During the October court date, one judge in particular appeared distracted and uninterested in the proceedings when it wasn’t his turn to speak, and when he was making his arguments, he brought up a wide variety of seemingly unrelated cases, including Roe vs Wade, the landmark decision securing abortion access in the US. When the court’s decision was released, that judge was among the nine who signed the majority opinion in the case, giving Tam his victory. Two other judges dissented, while one judge both affirmed and dissented the opinion.  It’s unclear whether the judges that argued against the Slant’s trademark during the court hearing were doing so for political reasons or just trying to play devil’s advocate in some way.


From a legal perspective, what happened in Tam’s case is “pretty amazing,” says J. Michael Keyes, an intellectual property, copyright and trademark attorney with Dorsey & Whitney in Seattle. “As a result of him choosing that name, for all the laudable reasons he chose it, it’s the law of unintended consequences here, right,” Keyes says of the long journey from trying to trademark a name to possibly defending that name and the right to use it at the Supreme Court and changing the law of the US in the process. “He had no inkling that this was going to be literally a major federal case involving his band’s name.”

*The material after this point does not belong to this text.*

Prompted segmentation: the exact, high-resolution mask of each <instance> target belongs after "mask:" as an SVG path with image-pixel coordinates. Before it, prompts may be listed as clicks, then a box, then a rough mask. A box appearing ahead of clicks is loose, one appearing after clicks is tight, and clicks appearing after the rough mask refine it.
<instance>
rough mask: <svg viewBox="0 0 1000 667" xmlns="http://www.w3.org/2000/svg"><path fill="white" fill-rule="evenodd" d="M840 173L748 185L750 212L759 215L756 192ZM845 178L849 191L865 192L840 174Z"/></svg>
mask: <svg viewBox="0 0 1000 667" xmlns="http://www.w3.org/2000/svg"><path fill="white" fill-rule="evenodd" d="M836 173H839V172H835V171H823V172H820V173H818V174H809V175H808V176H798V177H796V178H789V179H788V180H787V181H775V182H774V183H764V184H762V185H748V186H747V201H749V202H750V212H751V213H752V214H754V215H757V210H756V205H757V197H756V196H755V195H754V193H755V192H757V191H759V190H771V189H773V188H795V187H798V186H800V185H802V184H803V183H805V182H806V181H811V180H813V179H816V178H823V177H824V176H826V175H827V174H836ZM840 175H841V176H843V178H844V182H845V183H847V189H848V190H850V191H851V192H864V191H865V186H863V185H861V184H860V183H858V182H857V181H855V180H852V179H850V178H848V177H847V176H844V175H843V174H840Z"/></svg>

However, it’s worth noting that this is also a classic example of a victory for the “good” guys opening doors for the “bad” guys too.

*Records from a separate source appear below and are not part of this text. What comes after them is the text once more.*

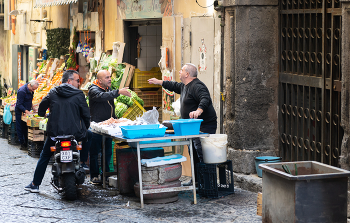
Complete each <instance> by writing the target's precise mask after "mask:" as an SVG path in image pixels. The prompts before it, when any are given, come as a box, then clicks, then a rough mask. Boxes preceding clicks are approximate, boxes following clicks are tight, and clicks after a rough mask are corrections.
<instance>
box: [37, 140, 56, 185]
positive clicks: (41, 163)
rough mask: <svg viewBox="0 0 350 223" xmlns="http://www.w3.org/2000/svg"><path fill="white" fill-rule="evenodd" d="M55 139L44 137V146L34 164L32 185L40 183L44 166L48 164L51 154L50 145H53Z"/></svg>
mask: <svg viewBox="0 0 350 223" xmlns="http://www.w3.org/2000/svg"><path fill="white" fill-rule="evenodd" d="M55 143H56V142H55V141H52V140H51V138H50V137H47V138H46V141H45V143H44V148H43V150H42V151H41V153H40V158H39V161H38V163H37V164H36V168H35V172H34V177H33V183H34V185H38V186H39V185H40V184H41V182H42V180H43V178H44V175H45V171H46V167H47V165H48V164H49V161H50V158H51V156H52V154H53V152H51V150H50V147H51V146H54V145H55Z"/></svg>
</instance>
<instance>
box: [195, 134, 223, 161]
mask: <svg viewBox="0 0 350 223" xmlns="http://www.w3.org/2000/svg"><path fill="white" fill-rule="evenodd" d="M200 140H201V143H202V151H203V160H204V163H223V162H226V160H227V150H226V146H227V135H226V134H211V135H210V136H209V137H201V138H200Z"/></svg>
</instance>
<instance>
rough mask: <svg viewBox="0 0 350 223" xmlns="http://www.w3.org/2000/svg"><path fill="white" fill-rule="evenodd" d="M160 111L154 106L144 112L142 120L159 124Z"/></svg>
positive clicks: (149, 123)
mask: <svg viewBox="0 0 350 223" xmlns="http://www.w3.org/2000/svg"><path fill="white" fill-rule="evenodd" d="M158 119H159V112H158V111H157V108H156V107H153V109H152V110H149V111H147V112H145V113H143V115H142V117H141V121H143V122H146V123H147V124H159V121H158Z"/></svg>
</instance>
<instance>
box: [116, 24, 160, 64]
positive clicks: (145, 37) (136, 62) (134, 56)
mask: <svg viewBox="0 0 350 223" xmlns="http://www.w3.org/2000/svg"><path fill="white" fill-rule="evenodd" d="M124 27H125V30H124V40H125V49H124V56H123V61H125V62H126V63H129V64H131V65H134V66H135V67H136V68H138V69H139V70H141V71H148V70H151V69H152V68H153V67H158V62H159V60H160V58H161V50H160V47H161V46H162V20H161V19H152V20H126V21H124Z"/></svg>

“It does open the door, assuming the ruling stands, for registration for all sorts of various offensive names and symbols and other things that are highly offensive and highly racist and very disparaging,” Keyes says.

“Does this open the door for registration of swastikas and things that are tied with groups that are abhorrent to the overwhelming vast majority of people? Unfortunately, I think that comes with the territory when you start talking about constitutional rights and freedom of speech and freedom of expression.”On the other hand, registering a trademark requires that mark to be affiliated with a legitimate business and commercial operation, he notes. If, for example, a neo-Nazi group tries to register a trademark for a name but has no commercial business, that trademark registration won’t be granted, not because the name is offensive (assuming the ruling stands), but because there’s no business taking place.

Michael Keyes

Keyes also says that those opposed to the Tam ruling have a compelling argument that will likely come into consideration should the case go to the Supreme Court: Not having a trademark doesn’t mean Tam and his bandmates can’t use the name The Slants and continue touring, selling merchandise and records and performing under that name. It just means they can’t trademark it and prevent other organizations from using it. “Now, the countervailing argument is that yes, you’re not stopping Simon from using the name per se, but federal registration gives the registrant significant rights that you don’t have as a result of no registration.”

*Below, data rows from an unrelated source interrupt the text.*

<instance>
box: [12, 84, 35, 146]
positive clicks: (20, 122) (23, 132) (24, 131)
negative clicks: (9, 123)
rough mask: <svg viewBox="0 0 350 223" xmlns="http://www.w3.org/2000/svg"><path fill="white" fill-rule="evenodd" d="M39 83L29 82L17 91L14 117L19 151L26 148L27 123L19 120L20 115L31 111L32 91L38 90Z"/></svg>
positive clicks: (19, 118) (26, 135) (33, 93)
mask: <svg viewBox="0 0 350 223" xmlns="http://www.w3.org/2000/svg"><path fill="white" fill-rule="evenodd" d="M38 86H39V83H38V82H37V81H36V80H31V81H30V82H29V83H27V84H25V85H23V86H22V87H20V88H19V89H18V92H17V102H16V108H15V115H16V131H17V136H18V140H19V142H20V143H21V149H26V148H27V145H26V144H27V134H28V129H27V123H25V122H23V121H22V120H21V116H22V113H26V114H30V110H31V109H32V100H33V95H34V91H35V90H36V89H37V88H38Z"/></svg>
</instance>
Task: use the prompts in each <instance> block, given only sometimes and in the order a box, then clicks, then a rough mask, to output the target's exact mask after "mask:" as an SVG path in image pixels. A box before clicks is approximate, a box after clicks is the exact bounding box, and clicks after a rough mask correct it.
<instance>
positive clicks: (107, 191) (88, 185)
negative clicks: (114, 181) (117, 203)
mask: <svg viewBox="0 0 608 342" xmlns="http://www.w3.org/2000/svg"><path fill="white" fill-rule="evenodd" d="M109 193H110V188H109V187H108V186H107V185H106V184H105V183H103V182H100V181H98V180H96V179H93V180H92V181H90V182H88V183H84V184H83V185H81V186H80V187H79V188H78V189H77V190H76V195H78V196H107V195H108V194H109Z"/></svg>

Ultimately, even if the Fourth Circuit, in the Washington Redskins case, issues a decision that conflicts with what the federal appeal court ruled in Tam’s case, the USPTO is bound by the federal court’s decision, not the Fourth Circuit.

“If the Supreme Court is going to make a change or uphold the decision, it would make sense, regardless, to look at the case irrespective of how the Fourth Circuit comes out.”

We’ll continue to monitor this case as it goes forward. It’s a fascinating case with the potential to impact free speech and expression regulation and trademark law for years to come, but unless and until the Supreme Court takes action, it’s hard to determine just how the law will change and what that will mean for bands and other artists.

As for Tam and The Slants?

“We get back to playing shows again in two weeks,” he says. “For the band, we get back to work. We’ll be touring Asia in the spring, we’ll be going to China, possibly Taiwan and Japan as well, and working on a new record.”

“Every once in a while, we make music, we don’t just fight court cases.”

“It’s refreshing, but that all may change depending what happens with the court. I might be dragged into another court of law whether I like it or not. I’m kind of used to that by now. It’s just how our law works, unfortunately.”